[Aptitude-devel] Bug#658635: Resolver extremely reluctant to upgrade packages to experimental, even as dependencies of packages in experimental

Josh Triplett josh at joshtriplett.org
Sat Jun 11 17:14:10 UTC 2016


On Sat, Jun 11, 2016 at 01:03:39PM +0100, Manuel A. Fernandez Montecelo wrote:
> 2012-02-04 19:10 Josh Triplett:
> > Package: aptitude
> > Version: 0.6.4-1.2
> > Severity: normal
> > 
> > I've run into similar problems before, but this time I had something I
> > could easily reproduce and provide a transcript for.  Also, I've run
> > into similar problems that don't involve experimental at all, but in
> > this case the involvement of experimental seems like the likely culprit.
> > 
> > I tried to upgrade iceweasel from 10 in unstable to 11 in experimental.
> > Doing so requires installing xulrunner-11.0 and libmozjs11d from
> > experimental, and upgrading libnss3-1d to experimental.  aptitude's
> > resolver seems extremely reluctant to do the latter.  I'll provide two
> > transcripts below, one where I don't provide the resolver with any
> > accept/reject hints (and it takes quite a few steps to do something
> > sensible), and one where I explicitly reject things I don't want it to
> > do (and it still needs two rejections before reaching the correct
> > solution).  In any case, the resolver should have gone immediately to
> > the solution I ended up with, and shouldn't have presented the situation
> > as brokenness that needed fixing in the first place.
> 
> I disagree.  Giving hints is an integral part of using aptitude and its
> resolver.

That much I agree with; I think it's normal, in situations where there's
actually breakage in the archive, to have to give hints to determine
which of various suboptimal solutions to use.  For instance, if someone
accidentally builds a package in unstable against libraries from
experimental, and I ask aptitude to install that package in unstable,
I'd fully expect to need hints to get to "switch the libraries from
unstable to experimental".

I'm *not* arguing that every single case where I have to give aptitude
hints or accept/reject iterations is a bug.  I'm arguing that this
*specific* case, of explicitly upgrading a package to a version only
available in a non-default distribution, should have an additional
heuristic to make aptitude consider it more reasonable to upgrade other
packages to that same non-default distribution.

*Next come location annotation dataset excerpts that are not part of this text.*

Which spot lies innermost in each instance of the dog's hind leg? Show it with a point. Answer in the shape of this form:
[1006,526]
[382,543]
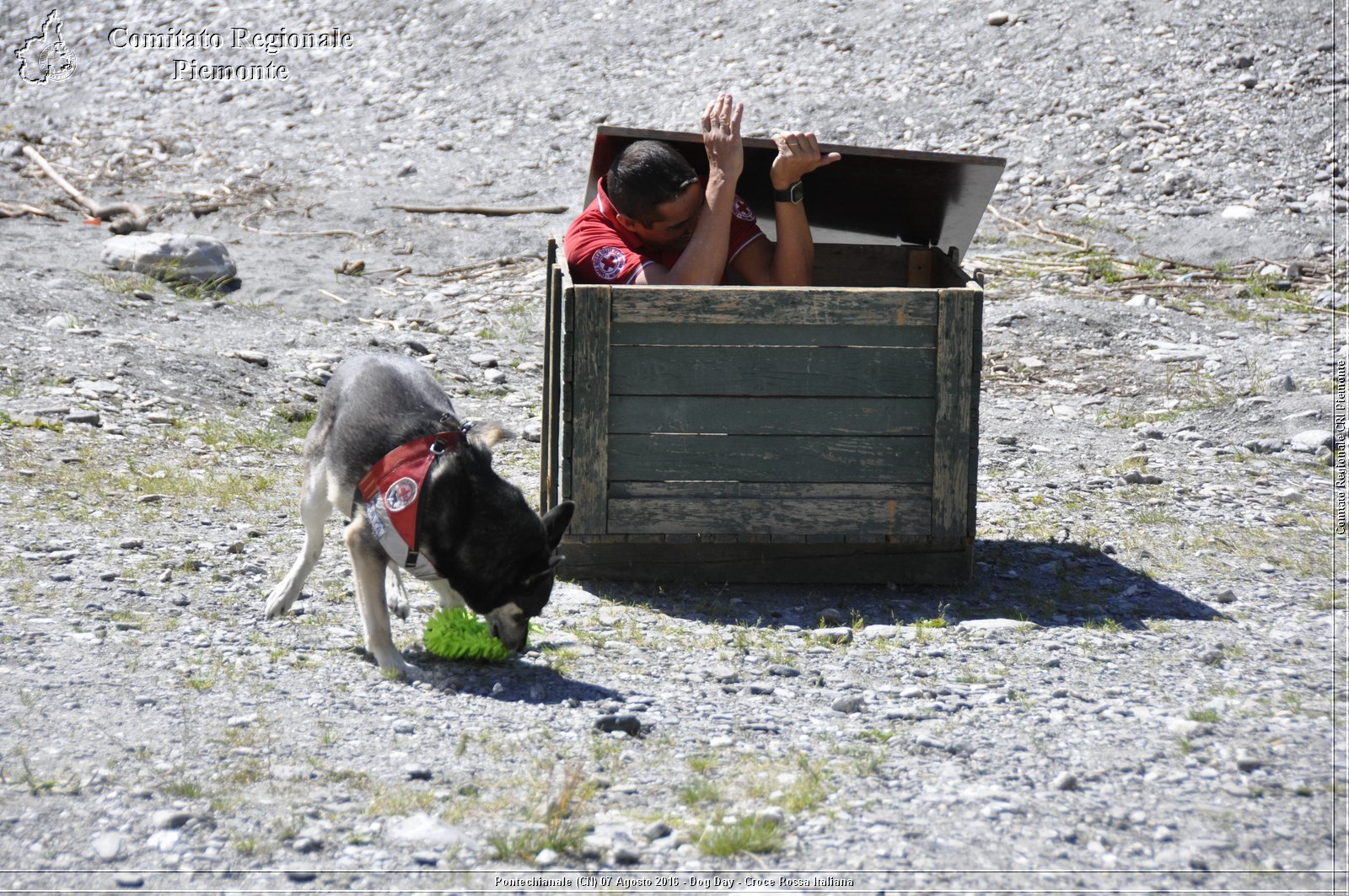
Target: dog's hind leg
[368,564]
[398,602]
[314,507]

> Otherwise, aptitude will rightly try to install things from the default
> versions, which presumably are not experimental, e.g. stable or unstable.
> 
> For example, if one uses mostly stable and has testing for the
> occasional package, one doesn't want that by asking to upgrade
> ${desktop-app} which depends on ${network-manager} which depends on
> ${initd}, one ends up pulling half of testing without enough warning.
> People are really upset about that some times, judging by the tone of
> the bug reports.

When installing a package from testing, I'd fully expect such
installation to pull in more packages from testing.  I don't see why
that consitutes "without enough warning"; aptitude gives a great preview
screen showing all the actions it will take, and if the installation of
one package produces a preview that has screenfuls of upgrades, that
should make it clear what happened and give an opportunity to consider
before proceeding.

> (The fact that it suggested "remove" as a first action was a well-known
> problems present for many years, independently of this particular case).
> 
> Other than that, aptitude's resolver is a complex beast which works
> based on heuristics.  The way to guide those heuristics is to give
> user-desired hints.  It will suggest to Keep few packages installed
> rather than upgrade many, specially if they come from non-default
> versions.

I don't think it suffices to just wave off sub-optimal results from the
resolver with "the resolver is subtle and quick to anger, and your
packages are crunchy and taste good with ketchup".  Yes, the resolver
won't be perfect every time, but it could potentially be improved.